Winston attended college against his parents’ wishes, where he studied the history of the twenty-first century, also against their wishes. They wanted him to go into the arts. A woodwind. The bassoon. History was a useless major, they said. But everything was useless now, Winston figured, so what did it matter?
His thesis traced an argument that pervaded the era’s popular science books. The human brain had evolved in an entirely different environment and was ill-suited to the digital age (so went the argument). “When you encounter rage on a screen,” one book said, “you become flooded with anxiety, because your brain thinks a warring tribe is coming for you.” “Any inkling of a threat is exaggerated,” said another. “A million years ago, on the savanna, such vigilance kept our forebears alive.”
Winston browsed these books at two a.m., under a pool of moonlight in his local park. By dawn, the geese would be too raucous, so people gathered after hours. The silence stymied Winston’s concentration, however. He took a taxi downtown, where the chatter became white noise.
A man in the town square walked up to him, tweezing a small coffee cup between his fingers, saucer rattling. “You and I could be friends,” he told Winston. “I’ve been watching you read. I myself have been reading. An odiously long book. Odious! A character is obsessed with the phrase a concatenation of circumstances. Imagine that.”

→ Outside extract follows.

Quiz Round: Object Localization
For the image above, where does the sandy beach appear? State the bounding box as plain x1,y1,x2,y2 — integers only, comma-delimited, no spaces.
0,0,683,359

Three in the morning now. Toddlers slumped against a play structure. The elderly lay on benches. Swatches of conversation rebounded off of buildings in the square, as food carts drummed the cobblestones.
“I’m starving, let’s have threesies,” said the man. This dead-of-night snack tended toward bland fare. Winston ordered dry toast, and the man had congee. “Who I am at night isn’t who I am during the day,” he said. “I’m a night owl, but I’m married, I’ve got kids, but I don’t want to see them now, I want to be a spy, cloak and dagger, that’s what I want, but it’s odious, it’s foolish.”

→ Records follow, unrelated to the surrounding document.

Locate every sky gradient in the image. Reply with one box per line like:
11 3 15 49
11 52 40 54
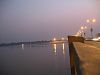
0 0 100 43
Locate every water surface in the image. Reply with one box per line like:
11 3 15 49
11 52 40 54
0 43 70 75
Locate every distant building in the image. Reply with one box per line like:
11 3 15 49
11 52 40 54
96 33 100 37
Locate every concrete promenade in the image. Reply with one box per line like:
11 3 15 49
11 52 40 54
73 41 100 75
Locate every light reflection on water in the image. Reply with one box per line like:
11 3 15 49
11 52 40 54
0 43 70 75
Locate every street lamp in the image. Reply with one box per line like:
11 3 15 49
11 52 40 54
86 19 96 38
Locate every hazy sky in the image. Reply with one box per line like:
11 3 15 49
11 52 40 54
0 0 100 43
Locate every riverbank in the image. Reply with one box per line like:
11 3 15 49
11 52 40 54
69 35 100 75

They walked around the city center. On one corner, a woman was playing Prokofiev, while catty-corner, another street musician invaded the airspace with Aaron Copland. Winston recognized the piece from his studies. It had once adorned a TV commercial. Beef, it’s what’s for dinner! “Beautiful.” The man had bleary eyes, like he’d just stepped off an airplane. “I can’t go home,” he said, “I can’t be anywhere I normally am, the whole game’s upside-down, I don’t live in this province, I’m exhausted.”
They kept walking, approaching the lake, where a new species of mayfly had woken up. “You’ve hardly spoken, Winston. Tell me about yourself.”
“I’m twenty-four years old,” Winston said at length. He had an idea of what the man wanted to hear. “I’ve never slept. I’ve hardly lived. My days feel aimless.” They steered toward Princess Street, where all the shops had OPEN 24 HOURS pasted on their windows. “Then again,” Winston added, “I realize that’s a story we tell ourselves, our contemporary drama, and it will fade to nothing in twenty years’ time. Your children will feel at home in this always-on savanna.” The man doffed an imaginary hat, smiled at the stars, and said, “That must make me the fool.” “We’re all the fool,” Winston said. “Shall we get breakfast? The sun’s starting to rise.”